[22] Dans sa lettre Julien leur dit, ep. 10, p. 380, qu'il conserve pour eux une amitié fraternelle, ἀδελφικὴν εὔνοιαν ὑμῖν ἀποσώζω.—S.-M.
[23] C'est le nom que les Romains donnaient à une province formée aux dépens de la Syrie, et située sur les frontières du désert d'Arabie. Elle avait été réunie à l'empire sous le règne de Trajan.—S.-M.

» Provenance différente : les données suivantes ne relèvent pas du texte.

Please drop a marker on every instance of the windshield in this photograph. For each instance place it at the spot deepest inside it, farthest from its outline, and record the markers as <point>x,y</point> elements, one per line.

[24] Cet édit ou plutôt cette lettre est datée d'Antioche le 1er août 362.—S.-M.
IX.
Fureurs des païens.
Jul. Misop. p. 357 et 361.
Socr. l. 3, c. 15.
Theod. l. 3. c. 6.
Soz. l. 5, c. 3, 8, 9 et 10.
C'était proscrire le christianisme, que de montrer tant de mépris et tant de haine contre les chrétiens. L'idolâtrie enchaînée depuis la conversion de Constantin, ayant enfin brisé ses fers, signala sa vengeance par les plus affreuses violences. Profaner les églises, les consacrer aux divinités païennes en y plaçant les idoles les plus infâmes, détruire les sépultures des martyrs, disperser leurs os, jeter au vent leurs cendres, ce n'était que les exploits ordinaires d'une superstition victorieuse. Mais la plupart des villes de Syrie et de Phrygie se portèrent à des excès de cruauté qui font horreur à raconter. On mit en usage les anciens supplices; on en imagina de nouveaux et d'inouïs. Les habitants d'Héliopolis, pour venger leur Vénus dont Constantin avait tâché d'abolir le culte impudique, firent ouvrir le ventre à des vierges sacrées, le remplirent d'orge, et les exposèrent dans cet état horrible à l'avidité des animaux les plus immondes, qui dévoraient en même temps l'orge et les entrailles. On vit des hommes manger le foie d'un diacre nommé Cyrille. Gaza, Ascalon, Émèse, Aréthuse imitèrent ces monstrueuses barbaries, qui semblent souiller l'histoire même. Ce sont ces villes que Julien comble de louanges dans ses ouvrages: il les appelle des villes saintes, des villes généreuses, qui lui sont étroitement unies par leur piété. Elles ont, dit-il, secondé mes intentions avec tant d'ardeur, qu'elles ont porté le châtiment des impies Galiléens plus loin que je ne désirais. Il récompensa les fureurs des habitants de Gaza, en rappelant sous la dépendance de leur ville le bourg de Maïuma, qu'il dépouilla de tous les titres et de tous les droits dont Constantin l'avait honoré.